Au sens du présent arrêté, on entend par :

- véhicule : les motocyclettes, motocyclettes avec side-car, c'est-à-dire les véhicules à trois roues non symétriques, tricycles, quadricycles lourds, cyclomoteurs et quadricycles légers respectivement définis aux articles R. 169, R. 169-1, R. 169-2, R. 188 et R. 188-1 du code de la route, à l'exception des véhicules ayant une vitesse maximale par construction ne dépassant pas 6 kilomètres par heure, des véhicules destinés uniquement aux compétitions, qu'elles soient sur route ou tout terrain et des véhicules conçus essentiellement pour une utilisation hors route et pour les loisirs ayant trois roues symétriques placées une à l'avant et les deux autres à l'arrière ;

- type de véhicule : les véhicules appartenant à la même catégorie (cyclomoteur à deux roues, cyclomoteur à trois roues, motocycle, motocycle avec side-car, tricycle, quadricycle léger, quadricycle lourd) et construits par le même constructeur, ayant le même châssis porteur et la même désignation de type attribuée par le constructeur. Un type de véhicule peut comporter des variantes et des versions ;

- " variante " : les véhicules du même type présentant des différences pouvant porter sur la forme de la carrosserie, le poids en ordre de marche et le poids total autorisé en charge (différence supérieure à 20 p. 100), le principe de fonctionnement du moteur (à allumage commandé, à allumage par compression, électrique, hybride, etc.), le cycle (2 ou 4 temps), la cylindrée (différence supérieure à 30 p. 100), le nombre et la disposition des cylindres, la puissance (différence supérieure à 30 p. 100), le mode de fonctionnement (en cas de moteur électrique) et le nombre et la capacité des batteries de propulsion. Les variantes peuvent comporter des versions ;

- " version " : les véhicules du même type et, le cas échéant, de la même variante présentant des différences pouvant porter sur la transmission de la puissance (boîte de vitesses automatique ou non automatique, rapports de transmission, mode de commande de changement de vitesse, etc.), la cylindrée (différence inférieure ou égale à 30 p. 100), la puissance (différence inférieure ou égale à 30 p. 100), le poids en ordre de marche et le poids total autorisé en charge (différence inférieure ou égale à 20 p. 100) et d'autres modifications mineures apportées par le constructeur et relatives aux caractéristiques essentielles figurant à l'annexe II de la directive 92/61/CEE susvisée ;

- " système " : tout système d'un véhicule, tel que les freins, les dispositifs de lutte contre la pollution provoquée par les gaz d'échappement, les saillies extérieures, etc., devant satisfaire aux exigences d'une directive particulière ;

- " équipement " : tout dispositif devant satisfaire aux exigences d'une directive particulière, destiné à faire partie d'un véhicule comme composant ou entité technique ou à assurer la protection de ses occupants.
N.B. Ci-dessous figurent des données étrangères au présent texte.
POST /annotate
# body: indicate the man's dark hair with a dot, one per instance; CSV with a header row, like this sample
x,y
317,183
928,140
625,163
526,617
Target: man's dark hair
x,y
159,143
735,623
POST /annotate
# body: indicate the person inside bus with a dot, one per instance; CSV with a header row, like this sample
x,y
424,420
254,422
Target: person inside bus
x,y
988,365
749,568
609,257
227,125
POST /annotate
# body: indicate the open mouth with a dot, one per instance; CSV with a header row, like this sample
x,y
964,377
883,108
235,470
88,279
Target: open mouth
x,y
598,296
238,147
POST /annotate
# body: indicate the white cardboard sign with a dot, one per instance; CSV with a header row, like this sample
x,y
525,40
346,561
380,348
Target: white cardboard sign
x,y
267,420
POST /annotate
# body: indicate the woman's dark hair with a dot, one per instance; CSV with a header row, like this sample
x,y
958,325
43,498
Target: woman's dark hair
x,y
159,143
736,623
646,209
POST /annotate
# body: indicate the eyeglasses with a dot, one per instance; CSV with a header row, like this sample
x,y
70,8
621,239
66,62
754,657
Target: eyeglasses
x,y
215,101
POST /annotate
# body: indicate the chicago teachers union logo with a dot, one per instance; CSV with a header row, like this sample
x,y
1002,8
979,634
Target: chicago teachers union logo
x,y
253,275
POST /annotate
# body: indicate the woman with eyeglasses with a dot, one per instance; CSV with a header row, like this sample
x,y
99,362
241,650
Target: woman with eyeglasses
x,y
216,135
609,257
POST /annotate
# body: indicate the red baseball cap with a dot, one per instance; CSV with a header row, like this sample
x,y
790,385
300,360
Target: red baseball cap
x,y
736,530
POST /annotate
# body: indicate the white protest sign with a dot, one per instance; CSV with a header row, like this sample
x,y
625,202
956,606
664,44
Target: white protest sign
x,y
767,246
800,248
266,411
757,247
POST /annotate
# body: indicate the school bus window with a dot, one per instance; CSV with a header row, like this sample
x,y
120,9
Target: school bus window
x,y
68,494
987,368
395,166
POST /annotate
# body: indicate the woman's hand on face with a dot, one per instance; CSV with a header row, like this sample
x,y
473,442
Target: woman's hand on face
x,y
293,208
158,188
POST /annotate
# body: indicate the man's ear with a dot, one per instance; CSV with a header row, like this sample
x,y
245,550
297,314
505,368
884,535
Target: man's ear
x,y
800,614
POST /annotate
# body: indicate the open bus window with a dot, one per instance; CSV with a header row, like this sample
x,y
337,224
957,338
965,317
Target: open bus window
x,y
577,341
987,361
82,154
Un équipement peut être soit d'origine - de première monte ou de remplacement - s'il appartient au(x) type(s) équipant le véhicule lors de sa réception, soit non d'origine pour le seul remplacement ;

- " composant " : tout dispositif, tel qu'un feu, devant satisfaire aux exigences d'une directive particulière et destiné à faire partie d'un véhicule, qui peut être réceptionné séparément lorsque la directive particulière le prévoit ;

- " entité technique " : tout dispositif devant satisfaire aux exigences d'une directive particulière et destiné à faire partie d'un véhicule, qui peut être réceptionné séparément, mais seulement en liaison avec un ou plusieurs types de véhicules déterminés, lorsque la directive particulière le prévoit ;

- " réception communautaire par type ou réception CE par type " :
l'acte visé aux articles R. 184 et R. 200 du code de la route, par lequel un Etat membre certifie qu'un type de véhicule, de système ou d'équipement satisfait aux exigences techniques de la directive 92/61/CEE modifiée ou de l'une des directives particulières énumérées dans la liste figurant en annexes I et III de ladite directive et reprise en annexe I du présent arrêté. Pour les équipements, la réception est aussi appelée homologation. Les réceptions peuvent comporter des extensions en cas de modification, variantes ou versions ;

- " homologation ECE " : l'acte prévu par les arrêtés d'application du décret n° 60-86 du 22 janvier 1960 susvisé, par lequel un Etat partie à l'accord visé par ce décret certifie qu'un type de système ou d'équipement satisfait aux exigences techniques d'un règlement E.C.E./O.N.U. pris en application dudit accord ;

- " réception nationale par type " : l'acte visé aux articles R. 106, R. 184 et R. 200 du code de la route, par lequel il est constaté qu'un type de véhicule satisfait aux exigences techniques du code de la route, dont la liste est fixée en annexe I du présent arrêté ;

- " réception à titre isolé " : l'acte visé aux articles R. 106, R. 184 et R. 200 du code de la route, par lequel il est constaté qu'un véhicule satisfait aux exigences techniques du code de la route, dont la liste est fixée en annexe I du présent arrêté ;

- " réception complémentaire " : par type ou à titre isolé, la réception d'un véhicule neuf obtenu par modification ou complétion d'un véhicule déjà réceptionné ;

- " agrément de prototype " : l'acte visé au titre IV du présent arrêté, par lequel il est constaté qu'un type de véhicules usagés transformés satisfait aux exigences techniques du code de la route, dont la liste est fixée en annexe I du présent arrêté. Cet acte est destiné à simplifier le déroulement des réceptions à titre isolé correspondantes ;

- " constructeur " : la personne ou l'organisme responsable devant les autorités compétentes en matière de réception et d'homologation de tous les aspects du processus de réception, d'homologation et de la conformité de la production, cette personne ou organisme ne devant pas nécessairement intervenir directement à toutes les étapes de la construction du véhicule soumis à réception ou de la fabrication du composant ou de l'entité technique soumis à l'homologation ;

- " fabricant " : la personne ou l'organisme responsable devant l'administration de tous les aspects du processus d'agrément de prototype et de la conformité de production des pièces nécessaires à la transformation et, le cas échéant, de la conformité de production de la transformation elle-même, cette personne ou organisme ne devant pas nécessairement intervenir à toutes les étapes de la fabrication de ces pièces et, le cas échéant, de la transformation.

Article 2

Le présent arrêté fixe les conditions d'application des titres IV et V du code de la route.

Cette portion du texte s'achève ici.